Il video come sfera creativa
Nel testo precedente abbiamo messo a fuoco la possibilità teorica di una connessione tra il fascino dell’immagine elettronica e la profondità dell’anima del suo fruitore. Valutando, in modo particolare, la possibilità che questa interrogazione possa rendersi indipendente dal "mondo dell’arte", o "del cinema", o "della tv", o quant’altri.
Attraverso l’esempio del presunto e preteso rapporto storico tra alchimia e videoart, abbiamo evidenziato una mancanza nella conoscenza pratica di questa connessione.
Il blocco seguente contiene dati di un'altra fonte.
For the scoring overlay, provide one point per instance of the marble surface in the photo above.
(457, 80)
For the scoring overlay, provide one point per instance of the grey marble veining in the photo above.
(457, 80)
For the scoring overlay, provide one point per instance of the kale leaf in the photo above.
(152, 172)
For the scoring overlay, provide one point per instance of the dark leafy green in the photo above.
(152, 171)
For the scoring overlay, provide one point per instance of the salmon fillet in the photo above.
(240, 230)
E, di conseguenza, la necessità di un’interrogazione più mirata.
In particolare, si è notata la difficoltà a trasformare quello che si presenta come una "mera fascinazione", in un'occasione di oggettiva strumentalizzazione dei simboli della tecnologia video (i quali, già ad una prima conoscenza, mostrano la loro evidente familiarità con l'anima dell'autore) mirata alla conoscenza ed alla rigenerazione dell'esserci.
La nostra strategia, in assenza di una continuità di contributi analitici di tal genere, dovrà indirizzarsi ancora una volta alle strutture essenziali della fascinazione sudetta, nonché del legame che si sviluppa, attraverso modalità inconscie, tra autori e simboli della tecnologia video.
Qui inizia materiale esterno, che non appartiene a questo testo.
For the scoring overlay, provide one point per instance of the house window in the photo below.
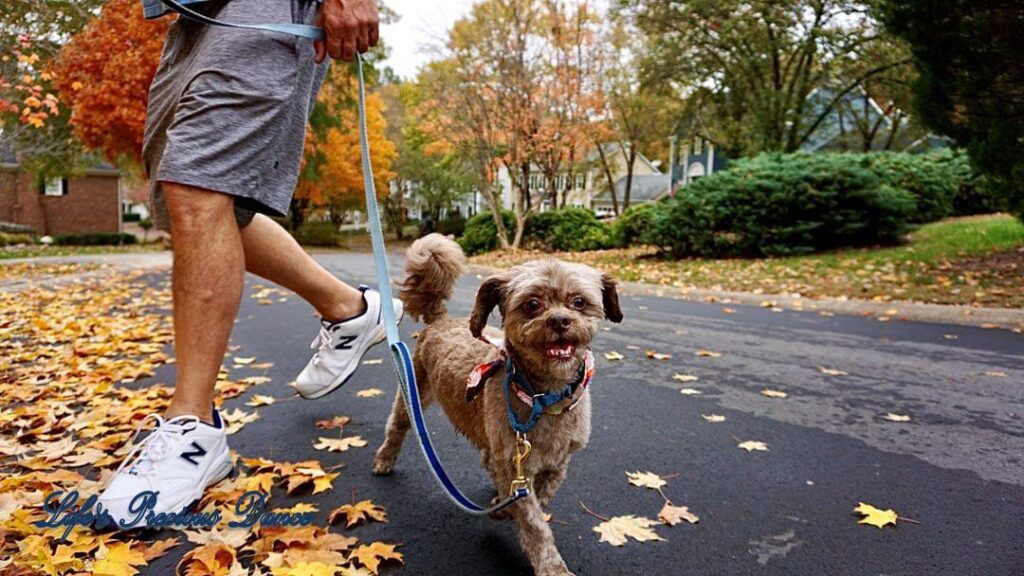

Così, nel tentativo di avvicinarci al nucleo del fascino dell’immagine elettronica, la nostra strategia sarà quella di studiare coloro che hanno legato alle immagini gran parte della loro stessa identità: gli autori di video.
Non ci interessa che siano artisti, registi, tecnici, montatori, vj o quant’altro; ma ci interessa il ruolo che il video ha assunto nel loro rapportarsi al rispettivo "mondo". Attraverso questa analisi, scopriremo anzitutto come, quanto e quando la prospettiva intra-mondana ha dissolto la possibilità di un utilizzo lucido del video nel senso della connessione con le profondità del proprio essere.
Osserveremo come, il concetto stesso di mondo sia stato malridotto, e che la prospettiva oltre-mondana, apparentemente utopica, corrisponda probabilmente all’intuizione dell’essenza del mondo stesso. Intuizione nella quale la ricerca in video può avere un ruolo determinante.
Il Video come stile di vita: gli artisti del video
L’essere umano, come tale, tende a sentirsi posto innanzi al mondo (1) più che essente parte di esso. Alcune persone vivono questo dato con maggiore partecipazione, e spesso con angoscia. Tra queste, alcune sono autori di opere artistiche; e tra questi autori ci interessano quelli che hanno a che fare con il video.
Per partecipare al mondo, l’autore pone tra sé e il mondo, dal quale è pregiudizialmente scisso, una telecamera (2). A questo modo, produce un elemento plastico che è l'opera video, la quale può corrispondere ad un’impresa di mediazione mai definitiva col mondo, oggetto vivo e cangiante. Infatti, di questa attività continua, i video dell’autore sono solo impronte temporanee.
Nel caso della creazione video, la creazione è spesso un modo di partecipare al mondo, ancor prima di un modo per rappresentarlo o darne una visione (cosa che, ovviamente, vale anche per le altre forme d’arte). Questo stato di necessità, produce uno stile di vita particolare che consiste nella ripresa e/o nel montaggio di immagini video in base a flussi produttivi dotati di leggi o riti definibili. Ma è significativo il fatto che, generalmente, l’autore non presenti consapevolezza, o interesse, per il significato essenziale della sua attività, la partecipazione. Anzi, costui sarà il più delle volte convinto di creare (ad esempio cortometraggi) per partecipare ai festival o presentarsi alle tv, o a qualche critico, o per fare esperienza, o addirittura per psicoanalizzarsi.
In realtà, anzitutto e da un punto di vista più essenziale, l’autore sta lavorando ad un'incostante attività diplomatica tesa alla salvaguardia della propria identità.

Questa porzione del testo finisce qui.